Options trading is not suitable for all investors due to its inherent high risk, which can potentially result in significant losses. Please read Characteristics and Risks of Standardized Options (Options Disclosure Document) before investing in options.
Alpaca does not prepare, edit, endorse, or approve Third Party Content. Alpaca does not guarantee the accuracy, timeliness, completeness or usefulness of Third Party Content, and is not responsible or liable for any content, advertising, products, or other materials on or available from third party sites.
All investments involve risk, and the past performance of a security, or financial product does not guarantee future results or returns.
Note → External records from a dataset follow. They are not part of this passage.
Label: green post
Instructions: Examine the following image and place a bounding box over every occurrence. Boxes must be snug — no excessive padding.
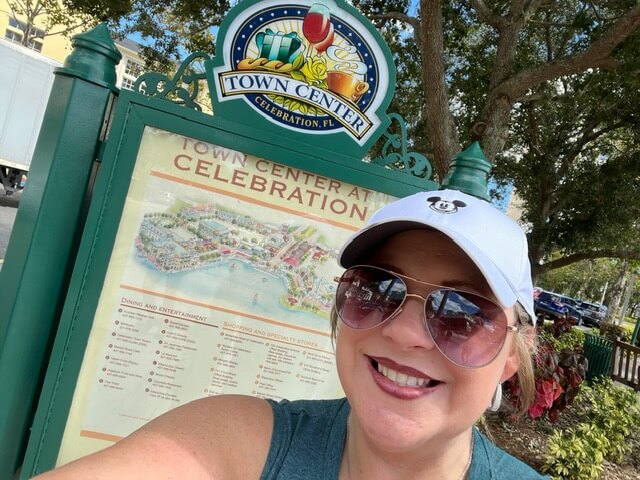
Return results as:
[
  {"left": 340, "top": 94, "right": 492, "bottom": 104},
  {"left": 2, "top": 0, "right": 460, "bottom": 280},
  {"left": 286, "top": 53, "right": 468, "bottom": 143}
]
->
[
  {"left": 441, "top": 141, "right": 492, "bottom": 201},
  {"left": 631, "top": 317, "right": 640, "bottom": 346},
  {"left": 0, "top": 24, "right": 120, "bottom": 478}
]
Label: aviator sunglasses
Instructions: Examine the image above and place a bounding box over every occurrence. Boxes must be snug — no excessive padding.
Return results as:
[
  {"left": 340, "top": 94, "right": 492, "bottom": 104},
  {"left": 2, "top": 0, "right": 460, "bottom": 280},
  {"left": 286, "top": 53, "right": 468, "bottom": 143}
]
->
[{"left": 334, "top": 265, "right": 518, "bottom": 368}]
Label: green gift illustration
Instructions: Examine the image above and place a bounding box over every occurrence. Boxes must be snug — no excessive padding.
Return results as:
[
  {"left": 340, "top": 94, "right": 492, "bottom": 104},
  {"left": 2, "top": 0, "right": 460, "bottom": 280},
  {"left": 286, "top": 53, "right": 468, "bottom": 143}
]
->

There is no guarantee that any investment strategy will achieve its objectives. Please note that diversification does not ensure a profit, or protect against loss. There is always the potential of losing money when you invest in securities, or other financial products. Investors should consider their investment objectives and risks carefully before investing.
The algorithm’s calculations are based on historical and real-time market data but may not account for all market factors, including sudden price moves, liquidity constraints, or execution delays. Model assumptions, such as volatility estimates and dividend treatments, can impact performance and accuracy. Trades generated by the algorithm are subject to brokerage execution processes, market liquidity, order priority, and timing delays. These factors may cause deviations from expected trade execution prices or times. Users are responsible for monitoring algorithmic activity and understanding the risks involved. Alpaca is not liable for any losses incurred through the use of this system.
Past hypothetical backtest results do not guarantee future returns, and actual results may vary from the analysis.
The Paper Trading API is offered by AlpacaDB, Inc. and does not require real money or permit a user to transact in real securities in the market. Providing use of the Paper Trading API is not an offer or solicitation to buy or sell securities, securities derivative or futures products of any kind, or any type of trading or investment advice, recommendation or strategy, given or in any manner endorsed by AlpacaDB, Inc. or any AlpacaDB, Inc. affiliate and the information made available through the Paper Trading API is not an offer or solicitation of any kind in any jurisdiction where AlpacaDB, Inc. or any AlpacaDB, Inc. affiliate (collectively, “Alpaca”) is not authorized to do business.
Securities brokerage services are provided by Alpaca Securities LLC ("Alpaca Securities"), member FINRA/SIPC, a wholly-owned subsidiary of AlpacaDB, Inc. Technology and services are offered by AlpacaDB, Inc.
This is not an offer, solicitation of an offer, or advice to buy or sell securities or open a brokerage account in any jurisdiction where Alpaca Securities is not registered or licensed, as applicable.